According to Ranjani, that small act of recognition has encouraged her and many other teachers to experiment with new ideas for classroom activities. It has also strengthened their morale, she says.
In addition to this, Ponnamma says that the schools and classes that perform well every academic year under Ennum Ezhuthum, will have their photographs featured in the following year’s academic material, giving teachers and their classrooms visibility across the state and encouragement.
The downside
Although classroom activities and lessons are designed and shared with teachers, their impact depends largely on how teachers plan and structure their weekly lessons. The framework provides direction, but its success rests on preparation, time management, and thoughtful execution at the classroom level. That responsibility does not come without limitations, teachers say.
The first challenge is class strength. The programme works best with one teacher for every 20 students. In several urban pockets, that ratio does not hold. A single teacher may handle 40 to 45 students. In such settings, grouping children by level, monitoring activities, and giving them individual attention becomes difficult.

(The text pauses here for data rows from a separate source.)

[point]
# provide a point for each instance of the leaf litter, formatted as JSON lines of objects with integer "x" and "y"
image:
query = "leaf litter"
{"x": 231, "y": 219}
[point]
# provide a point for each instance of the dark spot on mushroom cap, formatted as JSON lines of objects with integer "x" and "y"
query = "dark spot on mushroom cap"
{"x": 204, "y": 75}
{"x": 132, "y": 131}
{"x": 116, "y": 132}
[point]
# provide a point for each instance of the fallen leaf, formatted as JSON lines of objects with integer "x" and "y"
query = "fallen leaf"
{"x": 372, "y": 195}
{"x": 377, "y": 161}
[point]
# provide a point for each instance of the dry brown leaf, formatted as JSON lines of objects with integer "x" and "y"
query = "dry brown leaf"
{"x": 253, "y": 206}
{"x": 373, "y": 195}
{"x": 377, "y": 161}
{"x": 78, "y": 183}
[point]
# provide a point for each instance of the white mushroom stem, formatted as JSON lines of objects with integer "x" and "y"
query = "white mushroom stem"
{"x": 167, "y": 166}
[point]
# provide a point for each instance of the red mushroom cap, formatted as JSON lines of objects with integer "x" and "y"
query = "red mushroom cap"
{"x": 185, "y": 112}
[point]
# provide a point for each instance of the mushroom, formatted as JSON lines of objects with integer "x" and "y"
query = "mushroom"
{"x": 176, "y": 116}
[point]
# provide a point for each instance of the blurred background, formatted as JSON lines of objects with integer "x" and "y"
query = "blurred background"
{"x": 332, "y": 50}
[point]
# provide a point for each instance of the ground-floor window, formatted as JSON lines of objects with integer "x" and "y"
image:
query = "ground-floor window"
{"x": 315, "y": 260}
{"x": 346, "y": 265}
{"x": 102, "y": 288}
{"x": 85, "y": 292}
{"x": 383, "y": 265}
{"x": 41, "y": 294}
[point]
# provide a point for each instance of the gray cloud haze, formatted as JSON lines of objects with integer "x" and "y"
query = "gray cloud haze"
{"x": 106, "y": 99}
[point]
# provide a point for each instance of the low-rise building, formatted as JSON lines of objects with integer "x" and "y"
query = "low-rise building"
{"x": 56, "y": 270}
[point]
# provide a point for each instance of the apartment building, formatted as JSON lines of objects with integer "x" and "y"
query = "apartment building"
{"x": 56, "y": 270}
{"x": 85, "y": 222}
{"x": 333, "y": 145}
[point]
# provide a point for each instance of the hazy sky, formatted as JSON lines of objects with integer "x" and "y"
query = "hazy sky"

Nirikshitha says, “I have 45 students in my monograde class. It is so difficult to manage so many young children through the play-and-learn method. Simply writing down on the blackboard and paying attention to students of such a big class itself is quite a task since the children are so young.”
Infrastructure is another constraint. Not all schools have large classrooms that allow space for movement-based or play-based activities. “Imagine a standard classroom, built for the board-and-chalk method. Now think how will I be able to get 45 of my class students to move around for activities prescribed in the workbook,” Nirikshitha asks.
For Ponnamma and Ranjani, infrastructure and strength don’t pose issues. Both of them admit to having only 20-25 students in their multigrade classrooms. But in their cases, even basic logistics slow the lesson down.
Since the programme began, students have had a specific textbook and a workbook for each subject. For young children, navigating through two books turns into a challenge. These teachers, therefore, admit to spending additional time in helping them turn to the right page and follow instructions. What should be an interactive session turns into time spent managing materials. This concern was also voiced in the state’s report titled ‘Evaluating Ennum Ezhuthum — A Study on Time-on-Task with the new pedagogical approach in Government Elementary Schools in Tamil Nadu.’
The report also points to an academic concern among teachers. Since the programme demands considerable attention be given to students who need to catch up on foundational skills, this sometimes leaves less time for children who are already at grade level. In multigrade classrooms, balancing these needs is demanding, the study outlines. Even so, under Ennum Ezhuthum, the framework continues to evolve. Continuous assessments, regular feedback from teachers and yearly revisions by the State Planning Commission aim to address gaps in implementation.
Ponnamma, who is an RE (representative) for her district under Ennum Ezhuthum, reports, “After the previous academic year, we represented some teachers’ problems with executing certain activities in class. They took our feedback and omitted those activities. This shows that the team is committed to helping us as much as they are aiming to help our students.”